Edit Conf/target.txt

TARGET = RELEASE
TARGET_ARCH           = X64
TOOL_CHAIN_TAG        = GCC5 # change this if you want to use Clang
git clone https://github.com/xCuri0/ReBarUEFI.git
cd ReBarUEFI/ReBarDxe
python3 ./buildffs.py

FFS file will be found in ./Build/ReBarUEFI/RELEASE_GCC5/X64/. Note that the Linux build may have less compatibility with some UEFI firmware than the Windows build.

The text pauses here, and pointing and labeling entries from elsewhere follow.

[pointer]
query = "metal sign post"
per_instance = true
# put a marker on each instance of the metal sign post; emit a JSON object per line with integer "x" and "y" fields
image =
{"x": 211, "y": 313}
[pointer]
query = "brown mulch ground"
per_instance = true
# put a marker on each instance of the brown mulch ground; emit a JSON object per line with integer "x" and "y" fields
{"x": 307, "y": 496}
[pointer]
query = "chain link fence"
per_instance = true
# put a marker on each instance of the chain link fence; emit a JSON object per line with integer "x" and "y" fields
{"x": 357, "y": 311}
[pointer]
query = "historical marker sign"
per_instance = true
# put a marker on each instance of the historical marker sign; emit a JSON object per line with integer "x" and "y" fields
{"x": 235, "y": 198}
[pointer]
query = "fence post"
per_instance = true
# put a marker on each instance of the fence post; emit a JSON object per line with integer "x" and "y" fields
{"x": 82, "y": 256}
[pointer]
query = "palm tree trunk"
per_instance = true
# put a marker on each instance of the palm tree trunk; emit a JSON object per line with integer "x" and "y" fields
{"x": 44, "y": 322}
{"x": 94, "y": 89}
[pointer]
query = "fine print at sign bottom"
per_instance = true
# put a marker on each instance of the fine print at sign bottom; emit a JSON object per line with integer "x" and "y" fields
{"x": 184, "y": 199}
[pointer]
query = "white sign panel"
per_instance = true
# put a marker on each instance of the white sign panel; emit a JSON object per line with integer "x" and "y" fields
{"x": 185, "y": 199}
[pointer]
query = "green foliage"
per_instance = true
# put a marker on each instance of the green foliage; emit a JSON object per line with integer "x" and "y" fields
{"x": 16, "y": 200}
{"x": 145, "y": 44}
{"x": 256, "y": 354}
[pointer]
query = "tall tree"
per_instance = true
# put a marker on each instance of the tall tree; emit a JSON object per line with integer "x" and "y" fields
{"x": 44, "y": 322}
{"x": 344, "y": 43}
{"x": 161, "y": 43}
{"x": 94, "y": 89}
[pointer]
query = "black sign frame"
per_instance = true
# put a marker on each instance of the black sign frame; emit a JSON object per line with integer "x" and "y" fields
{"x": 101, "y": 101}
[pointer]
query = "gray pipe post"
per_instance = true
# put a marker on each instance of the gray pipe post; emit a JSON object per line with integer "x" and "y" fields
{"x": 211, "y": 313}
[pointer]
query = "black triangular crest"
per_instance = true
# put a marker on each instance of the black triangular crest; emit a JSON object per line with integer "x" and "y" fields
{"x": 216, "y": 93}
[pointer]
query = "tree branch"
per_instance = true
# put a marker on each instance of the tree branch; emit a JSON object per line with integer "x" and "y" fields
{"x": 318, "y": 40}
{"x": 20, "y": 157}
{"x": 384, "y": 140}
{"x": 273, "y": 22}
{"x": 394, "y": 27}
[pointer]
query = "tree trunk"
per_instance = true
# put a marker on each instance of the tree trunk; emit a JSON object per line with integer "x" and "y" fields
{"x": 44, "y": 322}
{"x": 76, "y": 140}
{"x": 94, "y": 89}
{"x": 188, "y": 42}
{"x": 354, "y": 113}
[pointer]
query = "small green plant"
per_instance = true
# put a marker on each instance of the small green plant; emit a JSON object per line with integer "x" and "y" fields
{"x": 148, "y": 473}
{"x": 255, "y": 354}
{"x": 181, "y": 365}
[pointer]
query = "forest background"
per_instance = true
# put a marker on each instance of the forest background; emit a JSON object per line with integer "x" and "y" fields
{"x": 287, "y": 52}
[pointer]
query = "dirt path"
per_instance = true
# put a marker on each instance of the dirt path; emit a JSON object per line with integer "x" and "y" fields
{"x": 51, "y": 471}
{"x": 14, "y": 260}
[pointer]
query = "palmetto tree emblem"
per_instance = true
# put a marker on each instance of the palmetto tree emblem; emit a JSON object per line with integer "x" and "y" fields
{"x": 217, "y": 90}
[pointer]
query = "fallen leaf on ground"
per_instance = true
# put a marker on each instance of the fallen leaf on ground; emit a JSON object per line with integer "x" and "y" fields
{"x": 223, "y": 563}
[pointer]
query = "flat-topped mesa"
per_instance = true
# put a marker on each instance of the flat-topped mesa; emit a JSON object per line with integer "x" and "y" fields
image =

For this reason the version found in Releases is built on Windows 10 with Visual Studio 2022.

Windows

Install Git and Python 3, make sure they are in your PATH. Use x86 Native Tools Command Prompt for Visual Studio instead of the regular command prompt.

pip install pefile
git clone https://github.com/tianocore/edk2.git
cd edk2
git submodule update --init
edksetup.bat Rebuild

Edit Conf/target.txt

TARGET = RELEASE
TARGET_ARCH           = X64
TOOL_CHAIN_TAG        = VS2019 # works with Visual Studio 2022 too. EDK2 doesn't support 2022 officially atm.
git clone https://github.com/xCuri0/ReBarUEFI.git
cd ReBarUEFI/ReBarDxe
python3 ./buildffs.py

FFS file will be found in ./Build/ReBarUEFI/RELEASE_VS2019/X64/.

ReBarState

Linux

git clone https://github.com/xCuri0/ReBarUEFI.git
cd ReBarUEFI/ReBarState
mkdir build
cd build
cmake ..
make

ReBarState executable will be found in build folder.

Windows

Clone ReBarUEFI and open the ReBarState folder in Visual Studio (with CMake support installed). You should then be able to build it using Visual Studio.